We draw upon ethnographic data, gathered between 2010 and 2011 in a 500-bed, high-quality university hospital in Chile. Participants were nurses ranging from beginners to experienced professionals and recruited from wards representing technically expert nursing and caring-oriented nursing. The data were organised to allow the development of concepts and patterns, using the Grounded Theory approach.
Despite the fact that Chilean nursing originated from the educated elite class, today's nurses share a middle-class consciousness, and a sense of class distinction is encouraged throughout academic training - the 'eliteness' of professional groups. This discourse antagonises middle-class people who 'should' adopt a professional-class identity. A tension among nurses surfaced, based on a competition for a scarce resource: social mobility. Furthermore, an antagonist stratification between university-trained nurses and auxiliary nurses has developed, and in the process the title 'nurse' and the practice of 'nursing' have been monopolised by university-trained nurses, resulting in a relationship of domination-subordination.
The academisation process followed by Chilean nursing is rooted in the social-class transformations of that country. Such process has been ineffective in preventing social inequalities, resulting in the reproduction of earlier historical class differences in nursing, inhibiting nurses' individual development. Class differences are manifest in the socially constructed distinction between the nurse and the auxiliary nurse, resulting in a schism of the nursing family. By reconstituting a broken-up occupation, the political power of nursing could be strengthened.

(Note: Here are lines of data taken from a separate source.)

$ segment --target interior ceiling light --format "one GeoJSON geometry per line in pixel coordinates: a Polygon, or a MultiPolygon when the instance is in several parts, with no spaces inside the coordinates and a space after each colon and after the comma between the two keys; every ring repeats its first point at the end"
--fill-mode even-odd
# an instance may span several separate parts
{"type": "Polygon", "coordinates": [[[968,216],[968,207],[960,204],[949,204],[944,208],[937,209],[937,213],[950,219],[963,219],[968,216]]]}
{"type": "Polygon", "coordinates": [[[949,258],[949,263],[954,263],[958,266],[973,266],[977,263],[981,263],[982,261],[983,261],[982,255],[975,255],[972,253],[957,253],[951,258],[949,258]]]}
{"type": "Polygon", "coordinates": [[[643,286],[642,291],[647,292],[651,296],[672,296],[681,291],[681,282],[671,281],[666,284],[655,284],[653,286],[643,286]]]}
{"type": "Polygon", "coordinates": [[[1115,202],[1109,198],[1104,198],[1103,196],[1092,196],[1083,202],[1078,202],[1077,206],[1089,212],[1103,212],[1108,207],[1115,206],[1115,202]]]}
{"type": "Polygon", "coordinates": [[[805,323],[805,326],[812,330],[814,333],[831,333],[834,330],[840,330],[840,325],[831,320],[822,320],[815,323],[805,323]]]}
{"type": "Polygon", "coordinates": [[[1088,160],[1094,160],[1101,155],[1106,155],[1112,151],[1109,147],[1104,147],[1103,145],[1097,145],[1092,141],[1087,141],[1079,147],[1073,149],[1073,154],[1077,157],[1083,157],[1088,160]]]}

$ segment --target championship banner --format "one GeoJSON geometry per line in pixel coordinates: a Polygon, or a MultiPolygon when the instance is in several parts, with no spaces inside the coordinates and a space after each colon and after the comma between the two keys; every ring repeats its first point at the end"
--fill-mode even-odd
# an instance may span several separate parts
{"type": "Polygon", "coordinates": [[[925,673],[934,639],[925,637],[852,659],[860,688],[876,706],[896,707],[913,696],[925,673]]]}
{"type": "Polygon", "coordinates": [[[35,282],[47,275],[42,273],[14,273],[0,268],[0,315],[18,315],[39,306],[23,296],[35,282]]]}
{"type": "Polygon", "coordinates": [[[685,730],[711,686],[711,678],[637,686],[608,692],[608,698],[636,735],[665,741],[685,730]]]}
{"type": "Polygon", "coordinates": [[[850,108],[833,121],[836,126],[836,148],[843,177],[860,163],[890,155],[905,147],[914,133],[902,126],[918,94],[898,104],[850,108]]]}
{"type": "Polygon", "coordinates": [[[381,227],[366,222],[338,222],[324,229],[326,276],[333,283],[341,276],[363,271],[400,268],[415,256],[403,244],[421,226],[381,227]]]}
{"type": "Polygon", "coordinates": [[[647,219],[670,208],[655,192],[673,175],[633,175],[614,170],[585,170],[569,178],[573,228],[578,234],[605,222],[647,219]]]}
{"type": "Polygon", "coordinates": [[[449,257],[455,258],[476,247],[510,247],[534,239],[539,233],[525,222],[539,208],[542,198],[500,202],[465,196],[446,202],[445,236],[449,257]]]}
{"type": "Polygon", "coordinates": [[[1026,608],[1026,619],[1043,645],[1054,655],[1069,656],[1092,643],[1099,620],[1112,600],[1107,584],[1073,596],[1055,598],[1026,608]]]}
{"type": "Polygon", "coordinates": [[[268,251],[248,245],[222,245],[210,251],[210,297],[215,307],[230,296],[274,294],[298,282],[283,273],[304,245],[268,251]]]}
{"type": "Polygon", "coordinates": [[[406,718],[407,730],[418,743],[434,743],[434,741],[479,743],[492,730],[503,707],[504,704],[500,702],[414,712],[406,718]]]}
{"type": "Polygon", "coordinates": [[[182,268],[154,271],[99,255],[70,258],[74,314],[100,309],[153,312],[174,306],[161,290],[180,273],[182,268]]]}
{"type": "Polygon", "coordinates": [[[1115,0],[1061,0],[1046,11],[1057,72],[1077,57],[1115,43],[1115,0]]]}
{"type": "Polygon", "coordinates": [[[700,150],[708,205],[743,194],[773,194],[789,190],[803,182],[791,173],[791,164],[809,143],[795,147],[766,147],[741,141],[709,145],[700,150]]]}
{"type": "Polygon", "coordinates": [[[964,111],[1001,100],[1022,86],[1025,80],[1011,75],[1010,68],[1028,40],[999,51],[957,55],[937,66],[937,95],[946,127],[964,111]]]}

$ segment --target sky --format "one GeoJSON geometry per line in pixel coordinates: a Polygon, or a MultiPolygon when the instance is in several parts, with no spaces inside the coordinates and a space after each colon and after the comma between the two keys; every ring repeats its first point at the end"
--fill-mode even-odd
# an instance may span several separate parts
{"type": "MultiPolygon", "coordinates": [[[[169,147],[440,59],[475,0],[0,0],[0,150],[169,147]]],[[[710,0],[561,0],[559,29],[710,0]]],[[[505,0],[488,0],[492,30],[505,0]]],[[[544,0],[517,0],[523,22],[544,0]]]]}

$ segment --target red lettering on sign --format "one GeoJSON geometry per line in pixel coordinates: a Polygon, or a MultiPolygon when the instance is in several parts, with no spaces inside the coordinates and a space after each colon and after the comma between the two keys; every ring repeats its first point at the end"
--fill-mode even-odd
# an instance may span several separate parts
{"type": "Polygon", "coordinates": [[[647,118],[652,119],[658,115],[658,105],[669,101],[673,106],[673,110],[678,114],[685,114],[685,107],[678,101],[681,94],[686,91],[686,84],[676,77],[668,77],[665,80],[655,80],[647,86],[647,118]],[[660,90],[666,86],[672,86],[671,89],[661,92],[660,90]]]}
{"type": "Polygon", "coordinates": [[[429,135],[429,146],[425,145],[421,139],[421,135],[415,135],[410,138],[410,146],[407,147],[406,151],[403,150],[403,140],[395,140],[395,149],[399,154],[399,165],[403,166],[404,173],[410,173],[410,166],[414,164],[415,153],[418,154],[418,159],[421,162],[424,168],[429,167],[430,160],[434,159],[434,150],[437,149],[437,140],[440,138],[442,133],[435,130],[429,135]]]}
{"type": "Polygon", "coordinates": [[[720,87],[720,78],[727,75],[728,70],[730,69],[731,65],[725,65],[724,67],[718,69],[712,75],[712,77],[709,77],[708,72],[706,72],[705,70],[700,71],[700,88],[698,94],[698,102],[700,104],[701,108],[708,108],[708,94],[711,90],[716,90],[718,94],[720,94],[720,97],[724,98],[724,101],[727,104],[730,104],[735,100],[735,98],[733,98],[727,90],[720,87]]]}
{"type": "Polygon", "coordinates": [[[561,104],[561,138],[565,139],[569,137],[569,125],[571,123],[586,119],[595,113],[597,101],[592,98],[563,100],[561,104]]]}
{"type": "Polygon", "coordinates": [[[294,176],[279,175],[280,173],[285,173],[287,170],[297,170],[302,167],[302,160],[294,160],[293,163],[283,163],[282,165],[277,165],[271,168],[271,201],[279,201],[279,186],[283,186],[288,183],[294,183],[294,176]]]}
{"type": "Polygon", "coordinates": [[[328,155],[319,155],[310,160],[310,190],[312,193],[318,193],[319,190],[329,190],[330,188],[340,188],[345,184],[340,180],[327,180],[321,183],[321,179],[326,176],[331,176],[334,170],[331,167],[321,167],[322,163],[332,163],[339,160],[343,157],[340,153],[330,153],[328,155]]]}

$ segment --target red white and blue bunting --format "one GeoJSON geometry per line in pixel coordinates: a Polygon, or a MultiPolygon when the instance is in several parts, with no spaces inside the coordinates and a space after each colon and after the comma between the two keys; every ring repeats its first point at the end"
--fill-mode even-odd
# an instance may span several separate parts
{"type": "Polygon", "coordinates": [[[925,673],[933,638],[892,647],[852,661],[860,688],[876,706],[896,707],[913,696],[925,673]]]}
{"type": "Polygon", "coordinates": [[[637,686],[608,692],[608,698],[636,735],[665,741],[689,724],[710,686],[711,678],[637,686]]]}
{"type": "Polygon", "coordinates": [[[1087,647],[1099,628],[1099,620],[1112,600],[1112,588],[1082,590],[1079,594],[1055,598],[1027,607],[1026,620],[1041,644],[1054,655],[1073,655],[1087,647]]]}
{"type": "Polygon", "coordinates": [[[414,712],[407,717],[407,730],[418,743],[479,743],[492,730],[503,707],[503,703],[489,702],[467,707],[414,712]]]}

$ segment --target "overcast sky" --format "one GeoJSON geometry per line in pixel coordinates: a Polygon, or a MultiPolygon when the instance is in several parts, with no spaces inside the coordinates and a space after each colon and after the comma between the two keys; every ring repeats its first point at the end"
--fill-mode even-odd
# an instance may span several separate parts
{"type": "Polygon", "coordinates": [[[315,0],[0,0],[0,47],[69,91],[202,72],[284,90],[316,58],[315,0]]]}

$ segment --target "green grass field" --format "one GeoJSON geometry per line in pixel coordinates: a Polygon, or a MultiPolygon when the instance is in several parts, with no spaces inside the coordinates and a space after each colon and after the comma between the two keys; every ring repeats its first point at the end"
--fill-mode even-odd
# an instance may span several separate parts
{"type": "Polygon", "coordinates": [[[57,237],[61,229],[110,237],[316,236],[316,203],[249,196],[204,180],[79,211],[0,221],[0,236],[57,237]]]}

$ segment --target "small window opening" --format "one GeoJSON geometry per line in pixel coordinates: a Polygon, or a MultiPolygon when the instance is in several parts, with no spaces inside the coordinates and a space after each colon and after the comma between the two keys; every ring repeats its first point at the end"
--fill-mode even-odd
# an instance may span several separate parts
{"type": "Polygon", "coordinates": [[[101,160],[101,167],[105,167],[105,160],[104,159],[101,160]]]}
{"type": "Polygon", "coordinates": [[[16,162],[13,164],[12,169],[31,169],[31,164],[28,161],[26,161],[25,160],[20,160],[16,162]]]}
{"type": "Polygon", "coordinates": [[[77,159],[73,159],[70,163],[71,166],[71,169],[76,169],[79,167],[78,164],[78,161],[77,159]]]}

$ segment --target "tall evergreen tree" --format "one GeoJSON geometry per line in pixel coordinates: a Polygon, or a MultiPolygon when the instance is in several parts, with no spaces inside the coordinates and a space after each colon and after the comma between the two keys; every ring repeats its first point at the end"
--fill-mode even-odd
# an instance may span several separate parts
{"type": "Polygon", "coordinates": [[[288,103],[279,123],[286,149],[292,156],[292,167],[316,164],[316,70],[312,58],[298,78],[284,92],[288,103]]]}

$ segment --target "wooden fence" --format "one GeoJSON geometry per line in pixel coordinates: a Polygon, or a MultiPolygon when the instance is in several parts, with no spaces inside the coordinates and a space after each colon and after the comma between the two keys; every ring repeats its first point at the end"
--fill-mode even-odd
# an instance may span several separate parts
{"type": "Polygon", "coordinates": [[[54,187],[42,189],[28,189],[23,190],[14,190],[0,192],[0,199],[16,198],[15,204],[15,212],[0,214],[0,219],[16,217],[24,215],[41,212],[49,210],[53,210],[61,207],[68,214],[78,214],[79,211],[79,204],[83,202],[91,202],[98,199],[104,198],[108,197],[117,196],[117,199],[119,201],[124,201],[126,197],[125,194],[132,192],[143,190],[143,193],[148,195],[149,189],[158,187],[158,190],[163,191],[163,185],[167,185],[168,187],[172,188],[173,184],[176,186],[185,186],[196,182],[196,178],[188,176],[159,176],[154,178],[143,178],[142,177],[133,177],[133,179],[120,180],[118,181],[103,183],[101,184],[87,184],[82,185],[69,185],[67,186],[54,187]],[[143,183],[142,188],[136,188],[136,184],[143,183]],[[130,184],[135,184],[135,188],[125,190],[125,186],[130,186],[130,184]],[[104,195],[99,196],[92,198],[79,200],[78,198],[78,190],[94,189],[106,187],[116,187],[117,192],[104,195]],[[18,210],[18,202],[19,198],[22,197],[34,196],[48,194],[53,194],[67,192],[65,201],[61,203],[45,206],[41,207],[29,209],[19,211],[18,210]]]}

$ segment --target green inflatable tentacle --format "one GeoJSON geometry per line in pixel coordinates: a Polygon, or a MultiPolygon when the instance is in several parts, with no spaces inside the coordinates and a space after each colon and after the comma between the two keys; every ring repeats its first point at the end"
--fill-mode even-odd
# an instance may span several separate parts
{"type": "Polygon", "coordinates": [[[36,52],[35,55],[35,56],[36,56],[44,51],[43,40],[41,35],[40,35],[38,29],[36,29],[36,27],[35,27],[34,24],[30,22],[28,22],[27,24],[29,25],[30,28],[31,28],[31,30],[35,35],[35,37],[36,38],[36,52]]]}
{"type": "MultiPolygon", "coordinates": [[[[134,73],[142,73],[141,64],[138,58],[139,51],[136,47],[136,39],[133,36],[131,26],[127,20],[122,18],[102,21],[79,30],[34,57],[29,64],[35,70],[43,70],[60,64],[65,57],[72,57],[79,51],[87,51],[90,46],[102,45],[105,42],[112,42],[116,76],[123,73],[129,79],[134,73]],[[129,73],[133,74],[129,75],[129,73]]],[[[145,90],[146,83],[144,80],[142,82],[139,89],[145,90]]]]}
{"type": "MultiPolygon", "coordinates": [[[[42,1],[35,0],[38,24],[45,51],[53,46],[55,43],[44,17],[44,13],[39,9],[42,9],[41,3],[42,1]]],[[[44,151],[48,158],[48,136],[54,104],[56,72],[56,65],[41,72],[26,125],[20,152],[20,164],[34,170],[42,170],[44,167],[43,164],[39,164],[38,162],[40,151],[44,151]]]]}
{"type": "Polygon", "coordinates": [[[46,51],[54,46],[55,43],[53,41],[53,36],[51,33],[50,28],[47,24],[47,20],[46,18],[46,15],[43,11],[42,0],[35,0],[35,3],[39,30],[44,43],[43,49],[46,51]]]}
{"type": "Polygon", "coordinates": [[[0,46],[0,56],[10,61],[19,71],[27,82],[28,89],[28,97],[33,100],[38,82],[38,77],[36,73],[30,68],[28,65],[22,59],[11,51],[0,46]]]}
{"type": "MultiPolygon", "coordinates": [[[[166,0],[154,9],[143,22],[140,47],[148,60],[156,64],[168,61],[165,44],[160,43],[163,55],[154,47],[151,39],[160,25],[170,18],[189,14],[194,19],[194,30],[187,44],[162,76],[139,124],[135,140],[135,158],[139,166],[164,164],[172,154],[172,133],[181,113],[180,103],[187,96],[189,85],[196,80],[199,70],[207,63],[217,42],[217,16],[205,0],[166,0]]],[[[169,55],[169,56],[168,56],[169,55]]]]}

智利的护理行业被视为拉丁美洲专业发展的典范——护士必须参加为期五年的全日制大学教育课程。护理教育的学术化是向专业地位演变的一个关键方面。然而,教育的结果通常与社会制度和结构的复制有关,而这些制度和结构使社会不平等长期存在。
该研究的目的是理解护理学术化的后果及其与该国所经历的社会变革之间的关系。
我们利用了2010年至2011年期间在智利一家拥有500张床位的高质量大学医院收集的人种志数据。参与者是从新手到经验丰富的专业人员的护士,他们来自代表技术专家型护理和关怀型护理的病房。数据采用扎根理论方法进行整理,以形成概念和模式。
尽管智利的护理行业起源于受过教育的精英阶层,但如今的护士具有中产阶级意识,并且在整个学术培训过程中都鼓励阶级区分意识——专业群体的“精英性”。这种话语与那些“应该”采用专业阶层身份的中产阶级产生了对立。基于对稀缺资源——社会流动的竞争,护士之间出现了紧张关系。此外,大学培养的护士和辅助护士之间形成了对立的分层,在此过程中,“护士”这一称谓和“护理”实践被大学培养的护士垄断,导致了一种主从关系。
智利护理行业所遵循的学术化过程植根于该国的社会阶层变革。这样的过程在防止社会不平等方面没有起到作用,导致护理行业早期的历史阶级差异得以重现,抑制了护士的个人发展。阶级差异体现在护士和辅助护士之间社会建构的区分上,导致了护理群体的分裂。通过重新构建一个分裂的职业,可以增强护理行业的政治力量。